In structured data extraction, ScheMatiQ achieves recall of 87% (proteins) and 74% (judges) with perfect precision in test cases. Error analysis indicates that nearly all false negatives are attributable to document-entity density, not misclassification or hallucination—a tractable avenue for further improvement.
Figure 4: Schema-field coverage: proportion of gold, shared, and ScheMatiQ-unique attributes in legal and biology domains. New attributes (ScheMatiQ-only) received strong expert validation.
Ablation studies reveal that meaningful, question-specific schemas are not attainable from documents or questions in isolation; only the combined context yields fine-grained, research-aligned schemas. The system's effectiveness degrades significantly when the research question is omitted.
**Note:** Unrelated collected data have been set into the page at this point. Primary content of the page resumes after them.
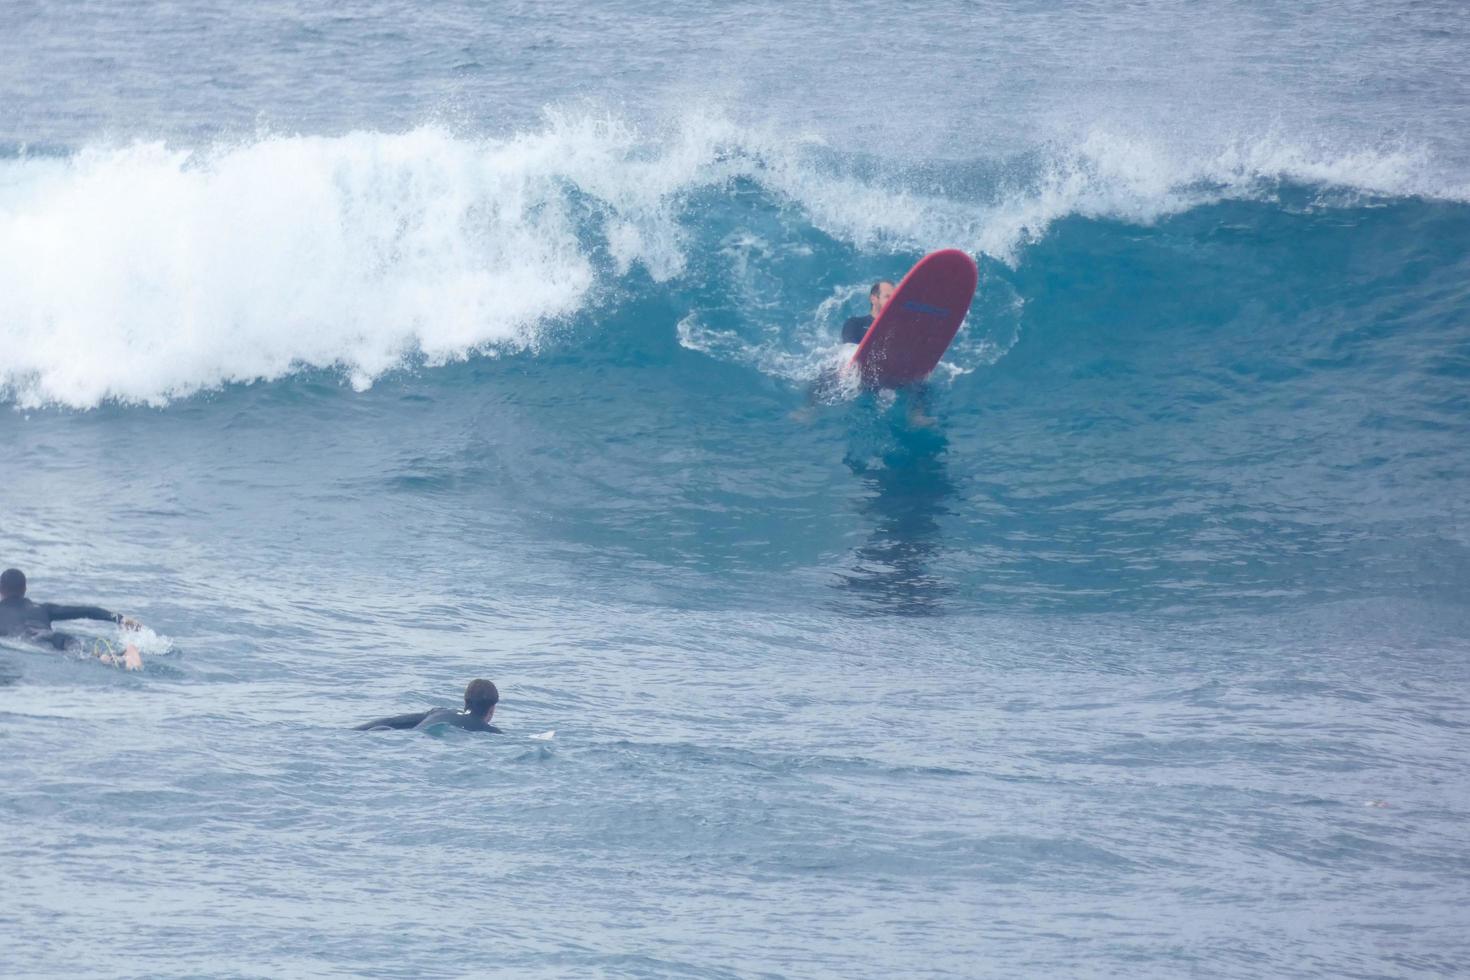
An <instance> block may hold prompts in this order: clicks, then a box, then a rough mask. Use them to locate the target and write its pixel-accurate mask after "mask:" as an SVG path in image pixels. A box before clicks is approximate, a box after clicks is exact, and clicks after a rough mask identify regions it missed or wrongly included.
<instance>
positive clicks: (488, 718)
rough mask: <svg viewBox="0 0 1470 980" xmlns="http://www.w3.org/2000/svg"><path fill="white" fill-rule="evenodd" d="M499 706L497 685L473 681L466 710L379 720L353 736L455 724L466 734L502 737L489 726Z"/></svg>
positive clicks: (454, 710)
mask: <svg viewBox="0 0 1470 980" xmlns="http://www.w3.org/2000/svg"><path fill="white" fill-rule="evenodd" d="M498 702H500V691H497V689H495V685H494V682H490V680H485V679H482V677H481V679H476V680H470V682H469V686H467V688H465V710H463V711H456V710H454V708H431V710H428V711H415V713H412V714H395V716H392V717H391V718H378V720H376V721H368V723H366V724H359V726H357V727H354V729H353V730H354V732H376V730H382V729H428V727H432V726H435V724H453V726H454V727H456V729H465V730H466V732H492V733H495V735H503V732H501V730H500V729H497V727H495V726H494V724H491V723H490V718H491V716H492V714H495V705H497V704H498Z"/></svg>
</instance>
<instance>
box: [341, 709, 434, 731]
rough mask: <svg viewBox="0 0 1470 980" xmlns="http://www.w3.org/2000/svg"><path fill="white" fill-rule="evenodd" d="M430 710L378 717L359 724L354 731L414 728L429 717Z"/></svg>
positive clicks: (395, 714) (418, 711)
mask: <svg viewBox="0 0 1470 980" xmlns="http://www.w3.org/2000/svg"><path fill="white" fill-rule="evenodd" d="M428 714H429V713H428V711H415V713H413V714H395V716H392V717H391V718H378V720H376V721H368V723H366V724H359V726H356V727H354V729H353V732H372V730H373V729H412V727H416V726H417V724H419V721H422V720H423V718H426V717H428Z"/></svg>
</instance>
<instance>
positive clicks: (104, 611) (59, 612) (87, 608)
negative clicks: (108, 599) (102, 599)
mask: <svg viewBox="0 0 1470 980" xmlns="http://www.w3.org/2000/svg"><path fill="white" fill-rule="evenodd" d="M41 608H43V610H46V614H47V616H49V617H50V619H53V620H112V621H113V623H116V621H119V620H121V619H122V617H119V616H118V614H116V613H109V611H107V610H104V608H101V607H100V605H57V604H56V602H41Z"/></svg>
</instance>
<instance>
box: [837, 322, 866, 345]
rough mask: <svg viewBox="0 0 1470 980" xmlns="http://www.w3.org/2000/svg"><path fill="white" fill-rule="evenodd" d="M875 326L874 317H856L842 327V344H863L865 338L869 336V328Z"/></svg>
mask: <svg viewBox="0 0 1470 980" xmlns="http://www.w3.org/2000/svg"><path fill="white" fill-rule="evenodd" d="M872 325H873V317H870V316H854V317H851V319H848V322H847V323H844V325H842V342H844V344H861V342H863V338H864V336H867V328H870V326H872Z"/></svg>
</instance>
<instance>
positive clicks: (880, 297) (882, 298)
mask: <svg viewBox="0 0 1470 980" xmlns="http://www.w3.org/2000/svg"><path fill="white" fill-rule="evenodd" d="M892 295H894V284H892V282H889V281H888V279H879V281H878V282H875V284H873V288H872V289H869V291H867V304H869V307H870V309H872V310H873V311H872V313H870V314H867V316H854V317H848V320H847V322H845V323H844V325H842V342H844V344H861V342H863V338H864V336H867V328H870V326H872V325H873V320H876V319H878V314H879V313H882V311H883V307H885V306H888V300H889V298H891V297H892Z"/></svg>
Figure 5: Venn diagrams of schema-field overlap in the legal domain demonstrate that only combined document-and-query contexts yield question-appropriate schema fields.
Workflow Flexibility and Human-AI Synergy
ScheMatiQ's web interface operationalizes actionable human-in-the-loop design, providing real-time streaming and full editability across all output artifacts. Experts can at any point alter the detected observation unit, add or prune schema fields, validate extracted values, or inject new evidence into the corpus. This iterative feedback process ensures the database is both model-efficient and domain-aligned.
Prompt engineering is core to the success of each pipeline stage. Simplified prompt structures were released for observation unit and schema discovery, demonstrating robustness and transferability with both proprietary APIs and open-weight models.

Figure 6: Sample LLM prompt structure for observation unit discovery, providing transparency and facilitating reproducibility.
Theoretical and Practical Implications
ScheMatiQ's design reorients schema discovery from static, pre-determined templates to dynamic, research question-conditional induction. By elevating the observation unit to first-class status, the system directly addresses prior limitations in context-agnostic schema generation, as seen in literature review table extraction and previous LLM-driven tabular summarization pipelines (2604.09237). The strict requirement for evidence-grounding also mitigates annotation hallucination, leveraging the latest advancements in long-context LLM architectures.
From a workflow perspective, the reduction in expert labor for schema design and data extraction vastly increases the scalability and reproducibility of empirical studies in fields where gold-standard annotation is a prohibitive bottleneck.
Future Directions
Several expansion paths are evident:
- Targeted refinement of extraction performance on high-entity-density documents via prompt engineering or cascade extraction.
- Comparative evaluation over additional domains such as medicine, history, policy analysis, and meta-scientific studies, using open-weight models to address reproducibility and privacy concerns.
- Leveraging ScheMatiQ-generated datasets as new benchmarks for long-context model development, joint inference, and few-shot schema induction research.
- Seamless integration with downstream statistical or causal analysis pipelines for automated research synthesis.
Conclusion
ScheMatiQ introduces a robust paradigm for question-driven, interactive schema discovery and grounded data extraction with full expert oversight. Its empirical results validate both its schema induction and extraction efficacy, supporting human researchers in transitioning from unstructured corpora to reliable, evidence-traceable datasets. The dual emphasis on question-sensitivity and human oversight marks a substantial practical advance for scalable, interpretable empirical research.